Russell Coker <russell@coker.com.au> writes:
My fallback would be NFS shared ZFS in the domU - much cheaper because you only have one ARC, set of checksums, etc, to manage, but with the added bonus of NFS between the domU and dom0. Fun times.
Are you sure that LXC or OpenVZ wouldn't better fit your needs than Xen? You trade off marginally less isolation between containers for the simplicity of having a single kernel image - so native ZFS performance.
That's a possibility. What is the support for them like in Debian/Wheezy?
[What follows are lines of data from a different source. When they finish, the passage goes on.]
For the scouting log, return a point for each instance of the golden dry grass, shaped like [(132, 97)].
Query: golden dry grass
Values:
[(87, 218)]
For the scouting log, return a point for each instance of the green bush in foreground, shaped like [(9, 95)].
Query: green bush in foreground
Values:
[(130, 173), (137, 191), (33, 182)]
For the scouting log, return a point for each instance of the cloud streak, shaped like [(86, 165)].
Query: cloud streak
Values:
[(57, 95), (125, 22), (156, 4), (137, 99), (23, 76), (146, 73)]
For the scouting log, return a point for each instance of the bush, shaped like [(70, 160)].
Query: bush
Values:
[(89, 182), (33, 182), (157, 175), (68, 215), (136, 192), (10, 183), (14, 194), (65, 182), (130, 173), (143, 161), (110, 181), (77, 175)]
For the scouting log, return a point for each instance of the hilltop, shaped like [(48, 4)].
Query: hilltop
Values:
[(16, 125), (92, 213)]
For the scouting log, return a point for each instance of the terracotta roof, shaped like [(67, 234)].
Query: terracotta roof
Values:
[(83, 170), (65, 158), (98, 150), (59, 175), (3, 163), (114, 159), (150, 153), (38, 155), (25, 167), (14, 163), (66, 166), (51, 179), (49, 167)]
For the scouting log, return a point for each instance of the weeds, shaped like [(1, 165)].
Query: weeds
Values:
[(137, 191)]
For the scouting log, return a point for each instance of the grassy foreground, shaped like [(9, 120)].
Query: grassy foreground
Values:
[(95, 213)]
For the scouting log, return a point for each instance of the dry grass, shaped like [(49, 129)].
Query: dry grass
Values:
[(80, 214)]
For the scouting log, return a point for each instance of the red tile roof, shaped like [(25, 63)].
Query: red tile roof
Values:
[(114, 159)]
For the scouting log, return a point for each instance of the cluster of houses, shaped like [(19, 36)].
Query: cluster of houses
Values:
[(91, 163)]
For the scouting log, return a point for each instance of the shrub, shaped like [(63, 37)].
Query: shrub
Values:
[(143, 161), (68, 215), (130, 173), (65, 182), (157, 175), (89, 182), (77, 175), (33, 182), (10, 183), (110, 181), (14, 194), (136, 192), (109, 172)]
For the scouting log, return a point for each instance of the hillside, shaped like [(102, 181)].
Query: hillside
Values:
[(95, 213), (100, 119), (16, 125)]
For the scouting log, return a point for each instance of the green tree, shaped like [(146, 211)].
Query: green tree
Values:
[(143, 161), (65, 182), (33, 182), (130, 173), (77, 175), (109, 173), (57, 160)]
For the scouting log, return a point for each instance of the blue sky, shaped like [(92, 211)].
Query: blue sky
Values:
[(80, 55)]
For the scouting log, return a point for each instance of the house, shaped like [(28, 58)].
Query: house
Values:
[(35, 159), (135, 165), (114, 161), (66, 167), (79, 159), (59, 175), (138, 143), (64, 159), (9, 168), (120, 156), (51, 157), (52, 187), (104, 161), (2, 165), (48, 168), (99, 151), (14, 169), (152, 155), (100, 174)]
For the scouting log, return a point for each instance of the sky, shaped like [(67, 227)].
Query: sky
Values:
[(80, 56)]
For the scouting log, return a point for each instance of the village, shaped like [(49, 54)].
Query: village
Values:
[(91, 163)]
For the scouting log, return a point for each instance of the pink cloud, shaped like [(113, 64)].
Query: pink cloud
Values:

I am currently running LXC on 2.6.32, to separate services (e.g. apache, postfix/dovecot, nsd3), on consolidated hardware. IME LXC as at 2.6.32 was inadequate for this task -- in particular, per-container resource allocation and encapsulation (e.g. of /sys) was not ready. Wheezy will be 3.2. I have not done any significant work on LXC on a post-2.6.32 system, but AFAICT it has vastly improved, especially in the areas that annoyed me. IMO LXC on 3.2 is definitely worth at least considering. Important things to note: - the "lxc" and "libvirtd" packages provide COMPETING implementations of the LXC userland tools; you only need one. The former had much more functionality last time I looked; the latter might be useful if you need to give partial privileges to other users (e.g. to manage their own containers). - by default LXC containers are not very secure; if you care about security it is definitely worth spending time dropping as many pcaps as you can (esp. CAP_SYS_ADMIN and mount privileges), and limiting what resources you meaningfully can. This *will* break containers that are stock debootstrap, and you will need to fiddle with init scripts increasingly as you lock it down. http://cyber.com.au/~twb/snarf/lxc-create may be helpful there. - obviously since the kernel is shared, and you (probably) drop modprobe privs within the containers, stuff like iptables-restore can't implicitly load new modules, they have to be modprobed in advance in the host OS. Likewise exposing hotplug equipment to the container is extremely nontrivial. - OTOH, you can choose which parts to containerize, e.g. you can have a separate filesystem but the same network interfaces, or vice-versa. I'm not sure how useful this is in practice. Regarding OpenVZ, AFAIK it was dropped by both Debian and Ubuntu years ago, so the only reason I can think of to run it if you're already invested and LXC doesn't yet do what you need.